Charles Regan

Personal information
- Born: 11 May 1842 Barnsley, Yorkshire
- Died: 17 May 1921 (aged 79) Southend-on-Sea, Essex
- Batting: Right-handed

Domestic team information
- 1877: Derbyshire
- FC debut: 21 May 1877 Derbyshire v Lancashire
- Last FC: 18 June 1877 Derbyshire v Kent

Career statistics
| Competition | First-class |
| Matches | 5 |
| Runs scored | 90 |
| Batting average | 9.00 |
| 100s/50s | 0/0 |
| Top score | 22 |
| Catches/stumpings | 1/– |
- Source: CricketArchive, 20 January 2011

= Charles Regan =

English cricketer

Charles Regan (11 May 1842 - 17 May 1921) was an English cricketer who played for Derbyshire in 1877.

Regan was born in Barnsley and became a brewer's traveller. Between 1873 and 1881 he was living variously in Romford, Essex, Barnsley and Croydon, Surrey.

Regan made his debut for Derbyshire in the 1877 season in May against Lancashire when he made his top score of 22. He played in the next four matches for the county until the middle of June.
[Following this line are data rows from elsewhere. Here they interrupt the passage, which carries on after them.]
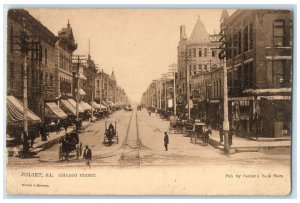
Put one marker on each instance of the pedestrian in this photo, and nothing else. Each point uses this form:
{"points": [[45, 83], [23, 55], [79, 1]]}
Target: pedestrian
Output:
{"points": [[25, 143], [87, 155], [66, 126], [32, 137], [230, 135], [60, 149], [221, 133], [58, 126], [206, 136], [166, 141]]}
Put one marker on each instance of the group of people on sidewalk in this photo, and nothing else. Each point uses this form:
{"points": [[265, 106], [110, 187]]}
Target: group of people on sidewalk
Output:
{"points": [[63, 152]]}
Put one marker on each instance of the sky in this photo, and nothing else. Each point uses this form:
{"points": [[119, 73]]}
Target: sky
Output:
{"points": [[138, 44]]}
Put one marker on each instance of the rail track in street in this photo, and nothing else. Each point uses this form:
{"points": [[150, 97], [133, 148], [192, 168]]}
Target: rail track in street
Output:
{"points": [[130, 155]]}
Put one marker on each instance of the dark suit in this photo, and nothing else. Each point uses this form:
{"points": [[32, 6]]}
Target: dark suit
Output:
{"points": [[166, 141], [87, 154]]}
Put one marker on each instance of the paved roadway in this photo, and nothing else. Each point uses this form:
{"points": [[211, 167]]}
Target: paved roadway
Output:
{"points": [[141, 144]]}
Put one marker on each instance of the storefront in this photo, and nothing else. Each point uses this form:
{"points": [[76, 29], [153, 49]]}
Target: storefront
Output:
{"points": [[15, 119], [275, 116]]}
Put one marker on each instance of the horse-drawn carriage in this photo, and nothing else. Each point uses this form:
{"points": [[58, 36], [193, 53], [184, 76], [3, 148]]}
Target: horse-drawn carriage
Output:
{"points": [[201, 131], [68, 143], [111, 133], [176, 125]]}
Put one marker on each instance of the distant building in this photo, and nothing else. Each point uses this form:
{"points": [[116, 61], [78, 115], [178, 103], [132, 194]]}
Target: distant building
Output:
{"points": [[41, 61], [196, 54], [259, 62], [65, 47]]}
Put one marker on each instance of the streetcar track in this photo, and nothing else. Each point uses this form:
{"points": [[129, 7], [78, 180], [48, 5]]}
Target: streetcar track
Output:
{"points": [[131, 157]]}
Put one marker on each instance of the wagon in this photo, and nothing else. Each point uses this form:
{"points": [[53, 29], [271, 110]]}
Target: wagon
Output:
{"points": [[176, 125], [111, 133], [199, 132]]}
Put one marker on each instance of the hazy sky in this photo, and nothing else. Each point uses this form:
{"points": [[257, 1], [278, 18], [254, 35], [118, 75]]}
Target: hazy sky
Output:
{"points": [[139, 44]]}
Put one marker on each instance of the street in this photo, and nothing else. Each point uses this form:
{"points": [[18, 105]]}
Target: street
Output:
{"points": [[141, 144]]}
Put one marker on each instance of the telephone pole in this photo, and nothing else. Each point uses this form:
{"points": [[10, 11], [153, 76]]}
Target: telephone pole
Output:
{"points": [[78, 61]]}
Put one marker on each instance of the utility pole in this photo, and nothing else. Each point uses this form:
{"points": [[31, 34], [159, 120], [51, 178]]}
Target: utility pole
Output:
{"points": [[173, 71], [24, 49], [78, 59], [222, 55], [188, 85]]}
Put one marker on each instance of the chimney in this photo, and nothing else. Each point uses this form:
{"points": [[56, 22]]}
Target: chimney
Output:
{"points": [[182, 32]]}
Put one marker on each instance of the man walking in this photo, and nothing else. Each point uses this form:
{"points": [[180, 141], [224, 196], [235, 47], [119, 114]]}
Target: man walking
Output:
{"points": [[87, 155], [166, 141]]}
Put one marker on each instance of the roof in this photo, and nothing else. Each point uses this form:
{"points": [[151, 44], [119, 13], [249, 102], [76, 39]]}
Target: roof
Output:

He batted in the upper-middle order throughout his short spell at the club.

Regan was a right-handed batsman who played 10 innings in 5 first-class matches with an average of 9.00 and a top score of 22. In 1884, he appeared for Essex against Surrey in a match without status.

Regan died in Southend-on-Sea at the age of 79.